Víctor abrió la habitación y entró sonriendo; yo le contesté sonriendo también.
—¿Qué eran esos ruiditos tipo Ewok? ¿Te entraba la risa?
—Me atraganté tratando de no reírme cuando te pusiste a gritar —le confesé.
—Supongo que sabía que estabas aquí, pero ha preferido hacerse la loca. Conociéndola, lo que me extraña es que no me haya placado, haya echado la puerta abajo y haya entrado a la fuerza a saludarte.
—Bueno, parece que ya sabe de mí, ¿no?
Contuvo una sonrisa mientras se ponía el pantalón de pijama y colgaba los vaqueros.
—Mi hermana Aina se lo contó. —Se pasó la mano por el pelo húmedo.
—Ah, ya decía yo…
—¿Qué decías tú? —imitó mi tono.
—Nada. Solo que no tienes pinta de ser de los que presentan a los padres.
—Y, sorpréndeme, ¿de qué tengo pinta entonces?
—De rompe-enaguas. De los que andan con una cada fin de semana.
—Oh, vaya, rompe-enaguas. Qué bonito. Pues ya ando unos cuantos fines de semana contigo. —Me giré hacia él con una sonrisa, fingiendo que no lo tomaba en serio—. Mis padres conocieron a Raquel. —Se sentó en la cama.
—Entiendo que Raquel es tu ex. —Asintió—. ¿Y la presentaste?
—Bueno…, no pude sacarla por la ventana antes —bromeó.
—Conmigo ni lo intentes. Acabaría apareciendo en las noticias y sería una muerte horrible.
—Ven —dijo riendo—. Túmbate aquí a mi lado. —Me acerqué en la cama, me quité de nuevo los vaqueros y me dejé caer a su lado. Víctor me besó en la boca y después me acomodó sobre su pecho—. Ha estado genial. Lo de antes de que apareciera mi madre, digo. —Sus dedos viajaron por toda mi espalda.

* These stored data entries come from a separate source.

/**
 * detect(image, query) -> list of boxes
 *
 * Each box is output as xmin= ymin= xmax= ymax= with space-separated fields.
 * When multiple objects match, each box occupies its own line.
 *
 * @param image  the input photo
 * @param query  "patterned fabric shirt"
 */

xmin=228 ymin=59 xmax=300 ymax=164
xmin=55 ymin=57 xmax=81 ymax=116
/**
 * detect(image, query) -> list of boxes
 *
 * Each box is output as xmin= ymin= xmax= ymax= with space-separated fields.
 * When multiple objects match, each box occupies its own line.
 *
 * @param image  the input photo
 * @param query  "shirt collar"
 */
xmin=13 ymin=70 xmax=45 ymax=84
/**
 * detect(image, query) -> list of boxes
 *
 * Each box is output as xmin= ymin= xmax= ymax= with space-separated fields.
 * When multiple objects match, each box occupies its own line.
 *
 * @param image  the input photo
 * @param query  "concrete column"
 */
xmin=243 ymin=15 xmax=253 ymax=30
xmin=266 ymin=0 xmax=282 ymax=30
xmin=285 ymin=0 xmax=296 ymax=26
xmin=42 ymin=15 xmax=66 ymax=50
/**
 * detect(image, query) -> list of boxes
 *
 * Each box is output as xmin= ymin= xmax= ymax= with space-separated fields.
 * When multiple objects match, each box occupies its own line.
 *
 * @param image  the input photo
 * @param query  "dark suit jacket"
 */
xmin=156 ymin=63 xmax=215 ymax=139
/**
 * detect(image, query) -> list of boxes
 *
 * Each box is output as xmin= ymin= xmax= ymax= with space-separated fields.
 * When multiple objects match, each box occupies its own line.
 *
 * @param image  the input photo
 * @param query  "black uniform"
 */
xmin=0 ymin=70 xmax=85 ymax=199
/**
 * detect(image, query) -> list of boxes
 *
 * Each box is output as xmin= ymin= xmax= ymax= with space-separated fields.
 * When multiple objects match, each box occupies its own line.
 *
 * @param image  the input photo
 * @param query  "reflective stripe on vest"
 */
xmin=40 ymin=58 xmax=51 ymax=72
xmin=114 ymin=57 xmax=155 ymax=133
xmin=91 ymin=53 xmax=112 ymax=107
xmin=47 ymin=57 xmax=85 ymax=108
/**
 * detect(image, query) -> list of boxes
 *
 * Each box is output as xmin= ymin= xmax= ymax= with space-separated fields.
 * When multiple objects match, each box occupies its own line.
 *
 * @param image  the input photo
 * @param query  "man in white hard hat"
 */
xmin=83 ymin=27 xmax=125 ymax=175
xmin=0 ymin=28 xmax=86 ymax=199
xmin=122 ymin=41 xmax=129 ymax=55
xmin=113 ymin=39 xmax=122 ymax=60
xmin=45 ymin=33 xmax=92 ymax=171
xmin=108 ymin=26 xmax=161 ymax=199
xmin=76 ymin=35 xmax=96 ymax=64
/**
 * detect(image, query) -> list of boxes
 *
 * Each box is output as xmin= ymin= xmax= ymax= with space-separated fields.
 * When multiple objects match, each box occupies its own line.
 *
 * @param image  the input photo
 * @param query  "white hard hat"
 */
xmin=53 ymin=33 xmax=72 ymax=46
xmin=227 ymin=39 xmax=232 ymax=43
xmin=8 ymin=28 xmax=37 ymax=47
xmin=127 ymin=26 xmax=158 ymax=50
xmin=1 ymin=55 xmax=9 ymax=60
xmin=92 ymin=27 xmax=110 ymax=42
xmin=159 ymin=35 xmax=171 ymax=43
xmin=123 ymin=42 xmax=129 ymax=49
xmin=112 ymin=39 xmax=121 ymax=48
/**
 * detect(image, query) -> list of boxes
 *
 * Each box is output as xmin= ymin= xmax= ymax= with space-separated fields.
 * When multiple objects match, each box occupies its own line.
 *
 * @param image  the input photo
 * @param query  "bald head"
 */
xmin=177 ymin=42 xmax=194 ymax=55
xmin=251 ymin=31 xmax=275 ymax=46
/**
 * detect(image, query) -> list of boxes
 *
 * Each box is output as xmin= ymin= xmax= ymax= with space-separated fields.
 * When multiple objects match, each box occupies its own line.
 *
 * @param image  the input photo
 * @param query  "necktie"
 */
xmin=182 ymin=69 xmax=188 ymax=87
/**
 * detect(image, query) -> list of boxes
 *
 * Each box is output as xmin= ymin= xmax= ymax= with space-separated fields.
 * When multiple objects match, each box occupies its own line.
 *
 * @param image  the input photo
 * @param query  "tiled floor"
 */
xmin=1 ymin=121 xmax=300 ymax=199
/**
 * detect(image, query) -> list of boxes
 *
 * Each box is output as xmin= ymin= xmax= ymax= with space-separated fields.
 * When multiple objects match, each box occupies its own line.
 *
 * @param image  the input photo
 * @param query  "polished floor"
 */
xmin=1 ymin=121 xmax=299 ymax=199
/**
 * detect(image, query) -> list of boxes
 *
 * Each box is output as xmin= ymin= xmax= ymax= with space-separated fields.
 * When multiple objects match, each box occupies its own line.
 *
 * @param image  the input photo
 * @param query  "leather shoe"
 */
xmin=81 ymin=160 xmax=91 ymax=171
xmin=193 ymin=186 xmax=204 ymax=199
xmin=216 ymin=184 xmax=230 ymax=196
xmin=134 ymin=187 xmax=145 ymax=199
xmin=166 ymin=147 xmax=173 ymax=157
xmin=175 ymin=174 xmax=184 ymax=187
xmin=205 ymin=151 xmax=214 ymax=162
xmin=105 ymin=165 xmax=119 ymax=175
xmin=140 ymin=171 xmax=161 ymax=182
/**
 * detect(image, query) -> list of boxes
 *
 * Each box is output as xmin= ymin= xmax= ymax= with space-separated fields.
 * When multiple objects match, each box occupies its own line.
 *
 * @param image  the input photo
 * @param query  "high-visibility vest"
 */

—Sí. —Dejé salir de mis pulmones un suspiro que tenía sostenido.
—Sería una pena que esto fuera cuestión de un par de fines de semana —dijo de pronto.
Me incorporé confusa y le miré.
—No sé qué intentas decirme con eso —repuse.
—Me tienes loco. Suena bien, ¿no?
Me ruboricé y traté de hacerme la fuerte.
—¿Las chicas a las que te ligabas se tragaban estas cosas?
—Tragaban cosas, pero no sé si estas. —Me guiñó un ojo, se levantó de la cama y preguntó—: ¿Te apetece una copa?
Fin de la conversación sobre nuestros sentimientos. Cambio y corto.
Hombres…, ellos sí que saben de comunicación.